Accordingly, the most commonly used hull clauses cover a period of time, and are called “Institute Time Clauses (Hulls)”. It is fairly common for one to hear w these referred to as the Institute “All Risks” clauses, but, in fact they cover only “specified” perils. They are also referred to as “full conditions”. The principle of proximate cause is applied strictly to hull insurance (this is not always the case with cargo insurance, where one often needs to show only that the loss is reasonably attributable to certain perils (say, fire) for a claim to be paid). “Proximate cause” is the immediate cause remoteness is not allowed, e.g. if a navigation light is extinguished and a ship strands on a reef, the proximate cause is the accidental stranding, not the extinguished light.
Although we will not examine the individual perils covered by the standard hull clauses, the following “perils” from the ITC 1983 may be of interest:
“6.1 This insurance covers loss of or damage to the subject matter caused by:
6.1.1. perils of the sea, rivers, lakes or other navigable waters
6.1.2. fire, explosion
6.1.3. violent theft by persons from outside the Vessel
6.1.6. breakdown or accident to nuclear installations or reactors
6.1.7. contact with aircraft or similar objects, or objects falling there from, land conveyance, dock or harbour equipment or installation.
6.1.8. earthquake, volcanic eruption or lightning
6.2 This insurance covers loss or damage to the subject matter insured caused by:
6.2.1. accidents in loading, discharging or shifting cargo or fuel
6.2.2. bursting of boilers breakage of shafts or any latent defect in the machinery or hull
6.2.3. negligence of Master, Officers, Crew or Pilots
6.2.4. negligence of repairers or charterers provided such repairers or charterers are not an Assured hereunder
6.2.5. barratry of Master, Officers or Crew.
Provided such loss or damage has not resulted from want of due diligence by the Assured, Owners or Managers.” It is interesting to note that “piracy”, which was always considered to be a war risk in the past, is now treated as a marine peril; also that these clauses, designed to attach to the Marine Insurance Act 1906, omit all the out-of-date wording in use on the old SG policy.
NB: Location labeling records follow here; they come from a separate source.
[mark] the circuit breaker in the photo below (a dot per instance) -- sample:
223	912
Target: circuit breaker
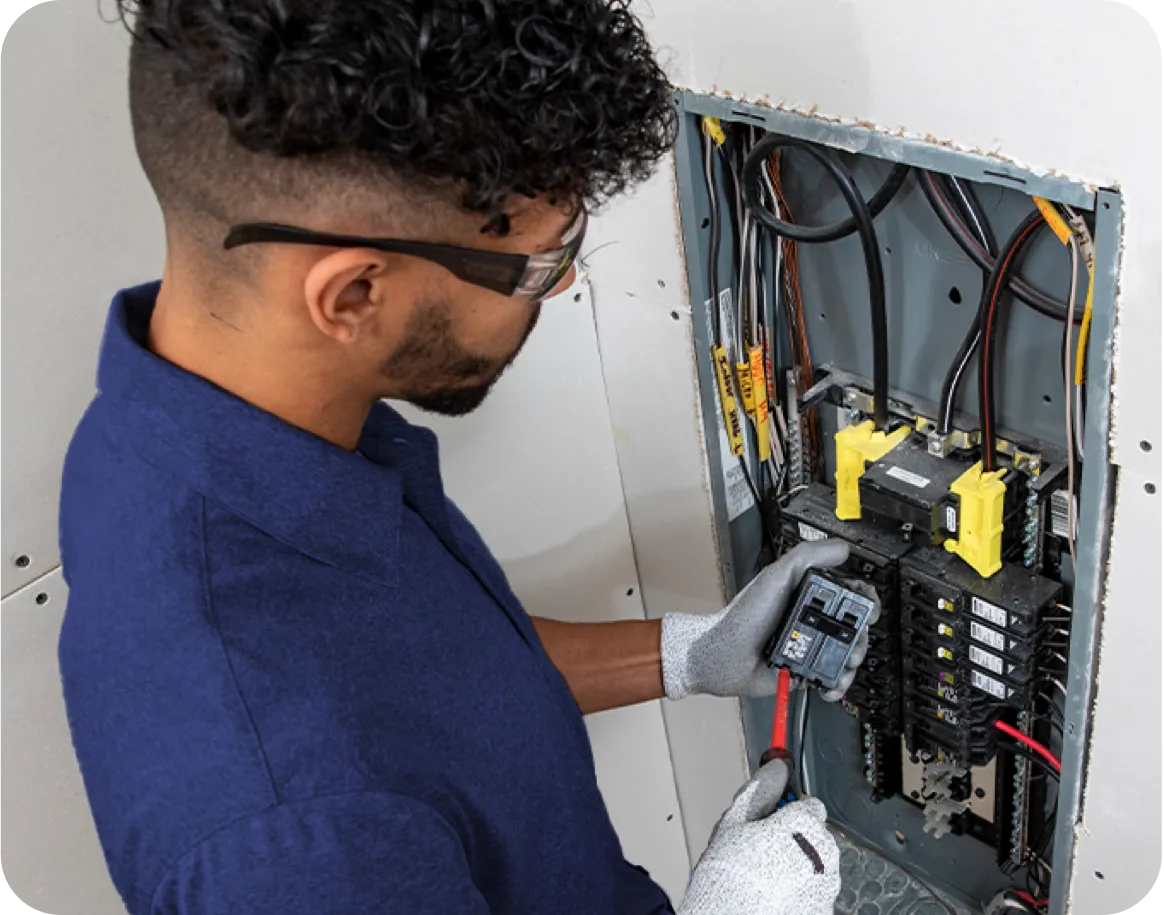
893	347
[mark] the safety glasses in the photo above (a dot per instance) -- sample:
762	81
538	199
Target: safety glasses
533	276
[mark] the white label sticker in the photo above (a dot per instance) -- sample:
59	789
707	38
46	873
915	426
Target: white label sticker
737	491
906	476
988	685
987	636
810	533
985	659
996	615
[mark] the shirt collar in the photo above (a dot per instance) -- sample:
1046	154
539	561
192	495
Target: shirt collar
336	506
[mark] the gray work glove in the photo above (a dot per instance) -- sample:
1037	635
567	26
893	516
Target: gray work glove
765	863
721	654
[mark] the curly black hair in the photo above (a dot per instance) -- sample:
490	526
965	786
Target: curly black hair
491	98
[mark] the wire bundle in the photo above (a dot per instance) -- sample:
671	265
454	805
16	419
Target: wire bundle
860	221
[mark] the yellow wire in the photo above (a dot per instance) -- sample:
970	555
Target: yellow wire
1081	352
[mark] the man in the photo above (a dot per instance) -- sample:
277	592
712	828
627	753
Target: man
297	681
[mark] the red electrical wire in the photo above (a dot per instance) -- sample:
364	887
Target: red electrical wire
780	716
1030	743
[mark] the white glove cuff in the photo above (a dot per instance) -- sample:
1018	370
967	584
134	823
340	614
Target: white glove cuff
680	632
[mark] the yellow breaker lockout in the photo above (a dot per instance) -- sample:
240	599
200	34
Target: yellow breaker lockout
981	497
858	446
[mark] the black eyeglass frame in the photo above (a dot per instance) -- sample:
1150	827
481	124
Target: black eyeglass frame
529	275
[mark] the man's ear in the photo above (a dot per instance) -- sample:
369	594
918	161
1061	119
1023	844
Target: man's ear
341	296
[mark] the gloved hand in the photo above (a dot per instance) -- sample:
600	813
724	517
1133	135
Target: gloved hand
721	654
765	863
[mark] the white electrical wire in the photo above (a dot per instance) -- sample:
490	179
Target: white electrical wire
1067	384
1079	421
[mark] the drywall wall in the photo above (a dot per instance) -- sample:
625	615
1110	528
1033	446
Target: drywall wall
1063	86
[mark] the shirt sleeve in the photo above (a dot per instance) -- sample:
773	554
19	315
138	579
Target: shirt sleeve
349	855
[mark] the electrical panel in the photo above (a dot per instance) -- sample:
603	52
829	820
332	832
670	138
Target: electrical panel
893	350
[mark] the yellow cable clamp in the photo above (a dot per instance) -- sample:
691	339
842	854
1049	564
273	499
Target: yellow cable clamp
1055	220
728	401
712	128
858	446
981	497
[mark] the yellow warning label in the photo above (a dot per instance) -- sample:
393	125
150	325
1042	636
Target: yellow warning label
728	401
744	378
760	396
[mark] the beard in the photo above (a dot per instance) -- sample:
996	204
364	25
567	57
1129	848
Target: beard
455	382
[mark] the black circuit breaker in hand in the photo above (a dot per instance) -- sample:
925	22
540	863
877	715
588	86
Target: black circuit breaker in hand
821	630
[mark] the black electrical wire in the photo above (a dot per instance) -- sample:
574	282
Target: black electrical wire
815	234
972	212
1023	291
714	275
987	314
863	220
714	256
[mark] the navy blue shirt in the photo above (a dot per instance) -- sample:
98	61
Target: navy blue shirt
298	683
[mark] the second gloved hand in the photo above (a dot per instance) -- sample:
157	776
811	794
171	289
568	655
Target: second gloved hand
767	862
721	654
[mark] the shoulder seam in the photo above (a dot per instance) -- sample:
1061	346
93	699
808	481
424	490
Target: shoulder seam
208	597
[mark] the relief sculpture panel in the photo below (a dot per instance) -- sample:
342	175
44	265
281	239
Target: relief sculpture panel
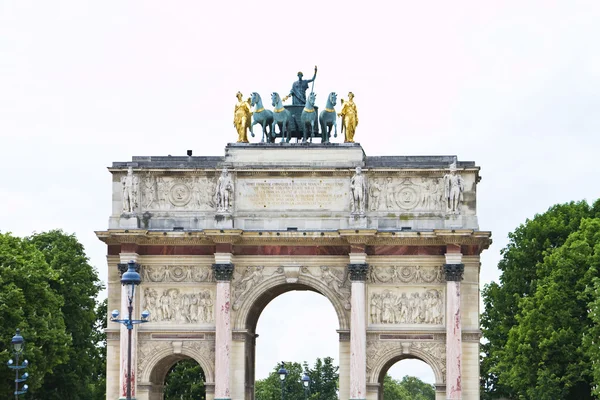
406	306
161	193
406	274
179	305
176	273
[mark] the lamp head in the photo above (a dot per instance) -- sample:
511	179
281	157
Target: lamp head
17	342
282	371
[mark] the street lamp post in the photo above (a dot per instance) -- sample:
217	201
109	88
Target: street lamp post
282	375
305	383
130	279
18	343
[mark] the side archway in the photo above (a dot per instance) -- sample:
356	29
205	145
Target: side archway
433	354
161	356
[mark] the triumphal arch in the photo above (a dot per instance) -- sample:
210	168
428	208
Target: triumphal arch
393	242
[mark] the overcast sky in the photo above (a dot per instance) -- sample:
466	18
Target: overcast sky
511	85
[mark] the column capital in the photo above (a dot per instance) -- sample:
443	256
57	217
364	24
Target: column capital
454	272
223	272
358	272
123	267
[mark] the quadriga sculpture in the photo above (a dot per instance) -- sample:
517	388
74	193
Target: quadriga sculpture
281	118
328	119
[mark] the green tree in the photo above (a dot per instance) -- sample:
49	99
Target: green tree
29	302
185	381
324	377
521	268
409	388
78	284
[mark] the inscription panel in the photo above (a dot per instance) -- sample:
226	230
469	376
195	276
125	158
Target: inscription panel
293	194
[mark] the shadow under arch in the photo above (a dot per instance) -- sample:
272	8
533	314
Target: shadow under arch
163	359
392	356
248	314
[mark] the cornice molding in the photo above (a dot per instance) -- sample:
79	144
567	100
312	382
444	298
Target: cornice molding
343	237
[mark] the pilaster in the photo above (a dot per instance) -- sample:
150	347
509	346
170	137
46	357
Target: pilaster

Under the Institute Time Clauses (Hulls) 1983, the insurer indemnifies for loss of or damage caused to the vessel by the named perils and also by government action to prevent or minimise a pollution hazard or threat by the vessel insured because of damage which the insurance covers. This means that if a government orders that the damaged vessel be towed off-shore and sunk, the underwriters will pay for the loss, even if the sinking was not accidental. Cover is also provided for collision liability.